# Hashing

## TODO - Updates

In [1]:
#include <string>
#include <sstream>
#include <iostream>
#include <vector>
#include <list>
#include <algorithm>  // find
using namespace std;

## The Table

In [2]:
string table[10];

In [3]:
void reset_table() {
    for (int i = 0; i < 10; i++) {
        table[i] = "";
    }    
}

In [4]:
void print_table() {
    for (int i = 0; i < 10; i++) {
        cout << i << ": " << table[i] << endl;
    }
}

In [5]:
reset_table();
print_table()

0: 
1: 
2: 
3: 
4: 
5: 
6: 
7: 
8: 
9: 


## The Hash Function

In [6]:
int string_hash(string const& value) {
    int result = 0;
    for (auto c : value) {
        result += (int)c;
    }
    return result;
}

In [7]:
int another_hash(string const& item) {
    return int(item[0]);
}

In [8]:
string_hash("foobar")

633

In [9]:
another_hash("foobar")

102

In [10]:
string_hash("I love cs235!")

976

In [11]:
another_hash("I love cs235!")

73

## Table + Hash Function

In [12]:
void add_item(string const& item, int (*hash)(string const&)) {
    int pos = hash(item) % 10;
    table[pos] = item;
}

In [13]:
reset_table();
add_item("foobar", &another_hash);
add_item("bazquux", &another_hash);
add_item("win!", &another_hash);
print_table()

0: 
1: 
2: foobar
3: 
4: 
5: 
6: 
7: 
8: bazquux
9: win!


In [14]:
reset_table();
add_item("foobar", &string_hash);
add_item("foobar", &string_hash);
add_item("bazquux", &string_hash);
add_item("win!", &string_hash);
print_table()

0: 
1: 
2: 
3: foobar
4: bazquux
5: 
6: 
7: win!
8: 
9: 


In [15]:
bool has_item(string const& item, int (*hash)(string const&)) {
    return table[hash(item) % 10] == item;
}

In [16]:
has_item("foobar", &string_hash)

true

In [17]:
has_item("frobnicate", &string_hash)

false

In [18]:
void remove_item(string const& item, int (*hash)(string const&)) {
    table[hash(item) % 10] = "";
}

In [19]:
remove_item("foobar", &string_hash);
print_table()

0: 
1: 
2: 
3: 
4: bazquux
5: 
6: 
7: win!
8: 
9: 


## Introducing: The HashTable

- A **hash function** converts a value into an integer
- A **hash table** uses a hash function to determine the location in which to store the value

What is the big-O complexity to add, remove, or lookup a value?

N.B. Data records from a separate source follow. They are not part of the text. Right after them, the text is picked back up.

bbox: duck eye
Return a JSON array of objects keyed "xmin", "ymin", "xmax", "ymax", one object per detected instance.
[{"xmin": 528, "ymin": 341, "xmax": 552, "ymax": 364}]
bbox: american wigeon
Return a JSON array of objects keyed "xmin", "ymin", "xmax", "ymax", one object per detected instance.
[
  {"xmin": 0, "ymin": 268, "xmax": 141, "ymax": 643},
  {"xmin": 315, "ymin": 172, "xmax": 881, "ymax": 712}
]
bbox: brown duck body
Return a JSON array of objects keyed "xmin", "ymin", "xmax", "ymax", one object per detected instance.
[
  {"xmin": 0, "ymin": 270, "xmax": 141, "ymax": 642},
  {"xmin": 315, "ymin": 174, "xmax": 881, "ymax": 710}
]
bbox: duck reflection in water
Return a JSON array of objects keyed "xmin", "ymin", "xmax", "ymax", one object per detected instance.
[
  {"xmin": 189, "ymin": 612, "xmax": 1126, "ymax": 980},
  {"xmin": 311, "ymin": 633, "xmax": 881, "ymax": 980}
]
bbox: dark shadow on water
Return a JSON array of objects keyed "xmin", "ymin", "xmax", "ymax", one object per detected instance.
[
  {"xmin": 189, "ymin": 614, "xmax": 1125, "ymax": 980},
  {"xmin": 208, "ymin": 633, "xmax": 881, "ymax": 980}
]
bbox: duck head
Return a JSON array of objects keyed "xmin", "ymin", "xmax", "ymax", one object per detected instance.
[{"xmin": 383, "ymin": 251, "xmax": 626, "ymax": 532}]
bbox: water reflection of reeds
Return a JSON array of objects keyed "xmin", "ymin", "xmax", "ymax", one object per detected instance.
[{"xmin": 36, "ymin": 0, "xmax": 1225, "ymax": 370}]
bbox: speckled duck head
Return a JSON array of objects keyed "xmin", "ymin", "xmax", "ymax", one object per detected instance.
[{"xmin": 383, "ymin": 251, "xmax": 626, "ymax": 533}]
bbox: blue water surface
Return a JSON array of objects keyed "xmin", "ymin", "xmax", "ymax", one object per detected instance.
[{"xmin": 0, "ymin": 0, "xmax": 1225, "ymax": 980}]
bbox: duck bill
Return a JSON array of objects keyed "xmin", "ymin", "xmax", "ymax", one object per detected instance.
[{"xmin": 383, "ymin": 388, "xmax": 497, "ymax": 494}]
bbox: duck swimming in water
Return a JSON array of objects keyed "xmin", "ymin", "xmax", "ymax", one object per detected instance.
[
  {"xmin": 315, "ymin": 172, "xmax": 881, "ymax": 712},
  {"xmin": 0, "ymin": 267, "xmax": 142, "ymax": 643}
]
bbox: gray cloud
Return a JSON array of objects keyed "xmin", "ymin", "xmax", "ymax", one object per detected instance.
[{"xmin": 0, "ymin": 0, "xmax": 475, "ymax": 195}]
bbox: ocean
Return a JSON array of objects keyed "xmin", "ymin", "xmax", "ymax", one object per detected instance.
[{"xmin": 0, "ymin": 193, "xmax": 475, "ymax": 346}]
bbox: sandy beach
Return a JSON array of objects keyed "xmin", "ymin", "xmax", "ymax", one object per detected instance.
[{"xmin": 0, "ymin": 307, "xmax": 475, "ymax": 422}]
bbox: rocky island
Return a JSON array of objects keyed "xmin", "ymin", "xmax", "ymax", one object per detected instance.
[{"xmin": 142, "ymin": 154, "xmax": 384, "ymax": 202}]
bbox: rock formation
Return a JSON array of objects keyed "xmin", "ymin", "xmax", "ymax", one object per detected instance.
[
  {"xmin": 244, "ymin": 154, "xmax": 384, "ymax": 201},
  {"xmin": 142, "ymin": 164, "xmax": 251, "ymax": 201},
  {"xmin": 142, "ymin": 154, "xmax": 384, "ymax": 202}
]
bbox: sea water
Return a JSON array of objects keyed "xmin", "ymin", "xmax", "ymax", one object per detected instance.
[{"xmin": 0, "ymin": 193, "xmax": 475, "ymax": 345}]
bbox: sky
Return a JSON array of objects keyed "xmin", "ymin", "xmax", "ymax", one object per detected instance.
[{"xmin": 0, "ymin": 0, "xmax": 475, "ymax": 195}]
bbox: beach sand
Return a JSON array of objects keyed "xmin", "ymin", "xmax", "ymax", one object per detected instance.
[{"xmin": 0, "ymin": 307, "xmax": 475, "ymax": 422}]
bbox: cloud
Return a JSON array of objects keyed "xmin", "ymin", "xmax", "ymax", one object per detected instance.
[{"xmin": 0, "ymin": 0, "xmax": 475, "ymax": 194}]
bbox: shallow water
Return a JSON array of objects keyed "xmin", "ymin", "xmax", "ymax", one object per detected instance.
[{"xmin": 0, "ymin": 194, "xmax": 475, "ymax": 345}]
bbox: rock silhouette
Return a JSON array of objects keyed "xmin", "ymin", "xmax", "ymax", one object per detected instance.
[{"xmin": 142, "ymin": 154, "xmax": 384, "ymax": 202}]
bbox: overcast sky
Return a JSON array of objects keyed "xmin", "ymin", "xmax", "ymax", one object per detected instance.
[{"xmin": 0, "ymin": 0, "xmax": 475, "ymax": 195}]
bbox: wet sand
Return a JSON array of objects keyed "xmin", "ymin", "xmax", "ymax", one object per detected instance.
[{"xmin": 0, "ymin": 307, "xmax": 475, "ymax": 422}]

- The time it takes to convert a value into an index is $O(1)$
- Add, remove, or lookup are just additional constant operations.

$O(1)$!

<div style='font-size: 200pt'> 💪🏻 </div>

## Hash Functions: *Revisited*

In [20]:
int hash_7(string const& value) {
    return 7;
}

In [21]:
hash_7("foo")

7

In [22]:
hash_7("bar")

7

In [23]:
int rand_hash(string const& value) {
    return rand();
}

In [24]:
rand_hash("bar")

1721727823

In [30]:
rand_hash("bar")

231436237

### Hash Function Qualities

The choice of hash function matters. What kind of function do we want?

- **Determinism**: the same value will ALWAYS yield the same hashcode
  - No `rand` in the hash function!

- **Efficiency**: the hashcode can be computed quickly.
  - If it takes longer to compute the hashcode than to insert into a BST, that's no good.

- **Defined range**: the distribution covers the full defined range
  - If my array is 1000 slots long, but my hash function only produces values between 0..10, that's no good.

- **Uniformity**: the hashcodes are uniformly distributed across the full possible space
  - If my hash function tends to output even numbers but not odd numbers, that's no good.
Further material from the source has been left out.